Marvel today announced that Gazillion Entertainment’s Marvel Heroes video game will be shutting down. Marvel Heroes is a free-to-play massively-multiplayer online game in the same vein as Diablo or Path of Exile. The game launched on the PC in 2013 and was subsequently ported to the PlayStation 4 and Xbox One earlier this year as Marvel Heroes Omega. All versions of the game, PC and console, are affected by today’s announcement:
“We regret to inform our Marvel Heroes fans that we have ended our relationship with Gazillion Entertainment, and that the Marvel Heroes games will be shut down. We would like to sincerely thank the players who joined the Marvel Heroes community, and will provide any further updates as they become available.”
When the game originally launched it did so with a cast of 21 playable characters from Marvel’s expansive history, but the roster grew as time went on, often incorporating new characters, NPC allies and items coinciding with the release of Marvel movies and TV shows. The game also featured locations familiar to Marvel Comics fans, like the Raft, Latveria and Asgard.
The game’s script was written by Brian Michael Bendis and revolved around Doctor Doom obtaining the Cosmic Cube and killing off the Watcher. Meanwhile, a breakout at the Raft prison unleashes hordes of supervillains into an unsuspecting world.
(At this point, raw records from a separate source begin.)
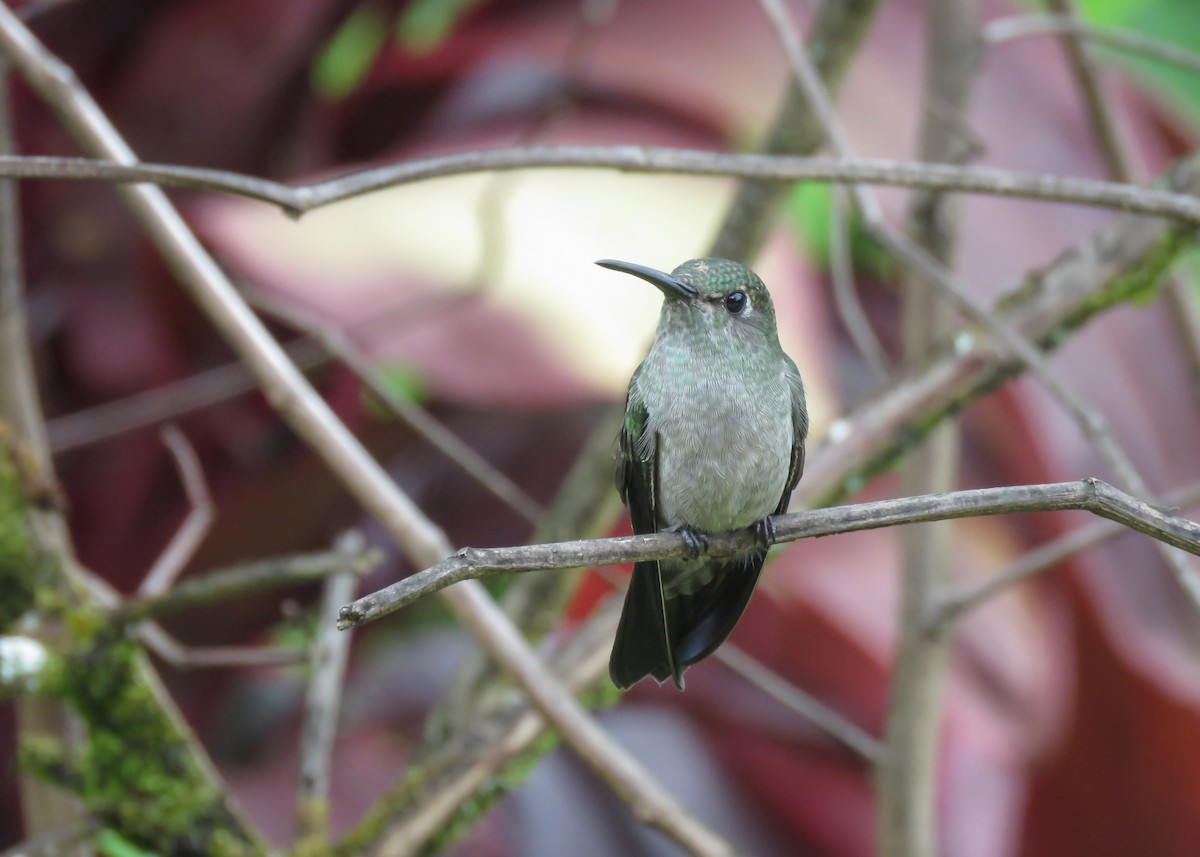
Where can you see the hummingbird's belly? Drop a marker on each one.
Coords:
(729, 468)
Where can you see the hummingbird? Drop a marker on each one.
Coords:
(713, 441)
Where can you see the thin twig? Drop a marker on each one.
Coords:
(322, 708)
(1024, 25)
(335, 341)
(191, 533)
(1102, 115)
(472, 563)
(1182, 310)
(1099, 108)
(455, 772)
(175, 653)
(168, 401)
(45, 808)
(1039, 559)
(837, 34)
(906, 780)
(312, 419)
(1091, 423)
(231, 583)
(849, 735)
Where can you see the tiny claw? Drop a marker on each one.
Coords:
(695, 540)
(765, 531)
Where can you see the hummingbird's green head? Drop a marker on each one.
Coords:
(709, 294)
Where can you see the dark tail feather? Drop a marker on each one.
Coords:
(702, 621)
(642, 647)
(699, 623)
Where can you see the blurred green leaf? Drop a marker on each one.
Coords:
(1176, 22)
(112, 844)
(342, 63)
(425, 24)
(400, 381)
(809, 205)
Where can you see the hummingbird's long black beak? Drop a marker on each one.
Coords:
(666, 283)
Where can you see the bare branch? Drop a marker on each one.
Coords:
(301, 198)
(813, 709)
(234, 582)
(1041, 559)
(472, 563)
(313, 420)
(845, 293)
(335, 341)
(191, 533)
(322, 707)
(1021, 27)
(906, 780)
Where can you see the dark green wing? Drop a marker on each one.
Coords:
(642, 646)
(799, 433)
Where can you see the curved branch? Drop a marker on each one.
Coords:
(1087, 495)
(300, 198)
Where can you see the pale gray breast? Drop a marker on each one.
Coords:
(724, 449)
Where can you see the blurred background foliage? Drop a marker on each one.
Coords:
(1073, 718)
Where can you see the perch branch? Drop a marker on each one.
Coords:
(473, 563)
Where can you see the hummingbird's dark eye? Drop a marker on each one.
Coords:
(736, 301)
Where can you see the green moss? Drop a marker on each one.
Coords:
(510, 777)
(137, 773)
(22, 565)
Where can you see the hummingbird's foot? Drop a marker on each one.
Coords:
(696, 540)
(765, 532)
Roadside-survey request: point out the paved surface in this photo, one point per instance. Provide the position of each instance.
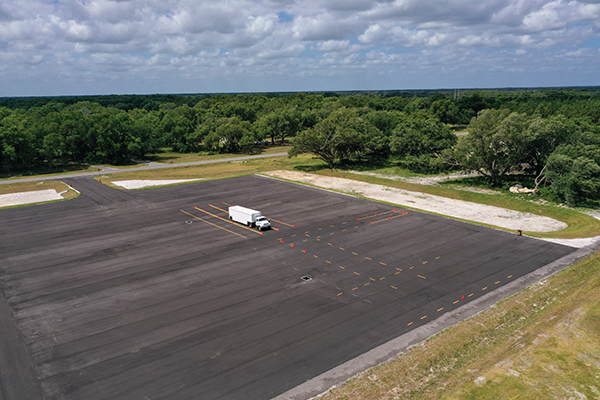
(108, 170)
(136, 295)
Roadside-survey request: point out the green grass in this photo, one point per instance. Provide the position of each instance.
(541, 343)
(579, 225)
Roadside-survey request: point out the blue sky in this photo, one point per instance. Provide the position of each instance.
(173, 46)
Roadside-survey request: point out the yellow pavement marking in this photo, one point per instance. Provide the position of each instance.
(278, 221)
(388, 218)
(227, 220)
(210, 223)
(218, 208)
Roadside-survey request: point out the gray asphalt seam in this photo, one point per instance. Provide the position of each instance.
(327, 381)
(151, 166)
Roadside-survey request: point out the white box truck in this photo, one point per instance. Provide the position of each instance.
(248, 217)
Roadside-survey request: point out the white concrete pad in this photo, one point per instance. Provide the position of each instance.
(38, 196)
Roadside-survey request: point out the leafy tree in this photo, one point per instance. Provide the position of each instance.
(496, 143)
(445, 110)
(279, 124)
(574, 170)
(343, 135)
(228, 134)
(419, 140)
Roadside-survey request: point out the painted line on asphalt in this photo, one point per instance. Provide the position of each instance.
(210, 223)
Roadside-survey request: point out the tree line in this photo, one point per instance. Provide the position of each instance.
(551, 135)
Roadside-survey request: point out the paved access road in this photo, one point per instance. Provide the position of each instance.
(148, 295)
(108, 170)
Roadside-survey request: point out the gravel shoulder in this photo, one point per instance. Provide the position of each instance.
(469, 211)
(465, 210)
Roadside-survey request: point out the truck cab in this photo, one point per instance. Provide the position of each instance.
(262, 223)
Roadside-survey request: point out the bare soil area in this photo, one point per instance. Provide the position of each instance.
(464, 210)
(38, 196)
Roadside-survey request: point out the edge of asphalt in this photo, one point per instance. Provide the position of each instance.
(320, 385)
(18, 379)
(151, 166)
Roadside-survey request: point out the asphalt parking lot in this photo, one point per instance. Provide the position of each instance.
(152, 294)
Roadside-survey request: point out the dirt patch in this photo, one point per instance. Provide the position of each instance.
(465, 210)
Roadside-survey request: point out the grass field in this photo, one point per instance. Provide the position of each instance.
(542, 343)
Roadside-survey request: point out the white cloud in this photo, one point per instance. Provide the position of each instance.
(321, 43)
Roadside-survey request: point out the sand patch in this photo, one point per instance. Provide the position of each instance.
(139, 183)
(461, 209)
(37, 196)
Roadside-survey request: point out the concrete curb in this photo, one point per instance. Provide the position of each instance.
(321, 384)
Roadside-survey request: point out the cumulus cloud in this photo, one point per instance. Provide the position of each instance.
(178, 41)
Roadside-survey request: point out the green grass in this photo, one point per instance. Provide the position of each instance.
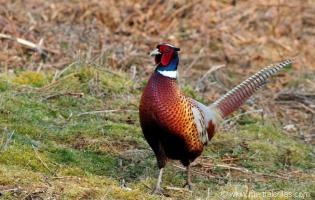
(56, 151)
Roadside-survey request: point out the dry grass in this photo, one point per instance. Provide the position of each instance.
(115, 37)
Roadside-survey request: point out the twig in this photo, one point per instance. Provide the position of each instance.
(177, 189)
(212, 69)
(104, 111)
(245, 113)
(244, 170)
(198, 172)
(227, 167)
(57, 75)
(5, 145)
(38, 47)
(74, 94)
(38, 157)
(193, 62)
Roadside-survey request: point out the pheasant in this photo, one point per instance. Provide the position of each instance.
(178, 127)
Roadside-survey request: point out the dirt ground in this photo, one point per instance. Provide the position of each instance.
(241, 35)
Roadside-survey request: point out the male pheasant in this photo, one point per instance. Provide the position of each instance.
(178, 127)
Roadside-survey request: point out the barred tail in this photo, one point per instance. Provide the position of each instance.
(233, 99)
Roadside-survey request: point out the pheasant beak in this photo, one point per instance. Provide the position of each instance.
(155, 52)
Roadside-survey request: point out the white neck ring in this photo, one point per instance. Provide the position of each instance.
(170, 74)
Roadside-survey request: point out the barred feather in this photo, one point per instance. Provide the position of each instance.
(239, 94)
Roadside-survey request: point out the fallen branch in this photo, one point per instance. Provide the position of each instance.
(74, 94)
(104, 111)
(37, 47)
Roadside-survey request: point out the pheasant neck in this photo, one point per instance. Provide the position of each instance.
(170, 74)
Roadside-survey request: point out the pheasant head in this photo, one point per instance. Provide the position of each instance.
(166, 59)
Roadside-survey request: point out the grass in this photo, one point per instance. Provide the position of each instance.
(56, 151)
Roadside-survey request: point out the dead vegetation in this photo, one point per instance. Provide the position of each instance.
(221, 42)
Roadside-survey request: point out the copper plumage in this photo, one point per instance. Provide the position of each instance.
(178, 127)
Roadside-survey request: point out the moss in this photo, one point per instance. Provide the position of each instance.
(35, 79)
(89, 155)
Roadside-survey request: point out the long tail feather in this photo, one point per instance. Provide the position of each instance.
(233, 99)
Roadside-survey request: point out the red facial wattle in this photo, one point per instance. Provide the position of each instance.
(166, 55)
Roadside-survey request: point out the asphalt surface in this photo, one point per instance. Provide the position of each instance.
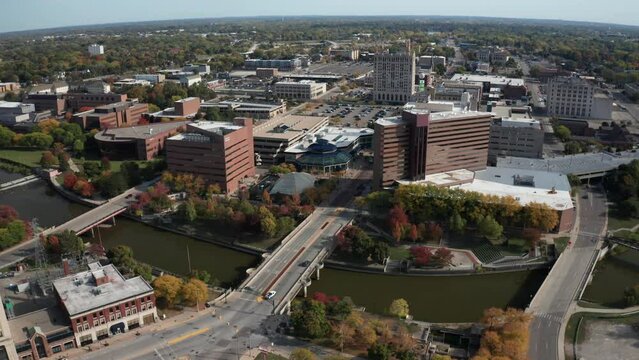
(553, 300)
(245, 320)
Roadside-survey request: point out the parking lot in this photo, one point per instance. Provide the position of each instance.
(355, 115)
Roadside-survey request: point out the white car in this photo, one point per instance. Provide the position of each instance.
(269, 295)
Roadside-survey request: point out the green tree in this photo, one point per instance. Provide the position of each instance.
(6, 136)
(309, 319)
(490, 229)
(167, 288)
(302, 354)
(399, 308)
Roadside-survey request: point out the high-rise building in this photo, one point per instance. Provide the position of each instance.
(220, 152)
(577, 97)
(394, 77)
(421, 143)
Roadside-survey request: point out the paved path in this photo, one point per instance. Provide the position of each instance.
(551, 306)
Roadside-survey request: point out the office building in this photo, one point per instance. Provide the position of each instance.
(142, 142)
(577, 97)
(266, 73)
(281, 65)
(12, 113)
(272, 138)
(246, 109)
(221, 153)
(515, 137)
(302, 90)
(119, 114)
(394, 77)
(431, 62)
(7, 346)
(421, 143)
(95, 50)
(152, 78)
(100, 302)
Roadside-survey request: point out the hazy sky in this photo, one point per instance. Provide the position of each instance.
(36, 14)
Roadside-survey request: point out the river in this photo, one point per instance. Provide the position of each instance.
(436, 299)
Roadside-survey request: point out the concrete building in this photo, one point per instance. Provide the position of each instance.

Hydra, A.I.M., Mr. Sinister and several other villainous forces from Marvel canon also came to blows with the world’s heroes. The game’s climax sees Doctor Doom reveal himself to be the puppet master controlling these various factions. Later addon content touched on the Skrull invasion and teased the appearance of Thanos.
Fans have long feared that Marvel Heroes was on Disney’s chopping block. Over the past few weeks, Gazillion missed four planned updates and the annual Halloween event was a no-show. Thor: Ragnarok tie-in content that was slated for release at the end of October went unreleased, too.
For many, the loss of Marvel Heroes is a serious blow. The game was one of the few places left, aside from the comics, where characters from all corners of the Marvel universe could interact, unburdened by the confusing labyrinth of movie licensing deals that keep the likes of mutants and Avengers from appearing in the same film, or the Incredible Hulk from getting his own solo outing.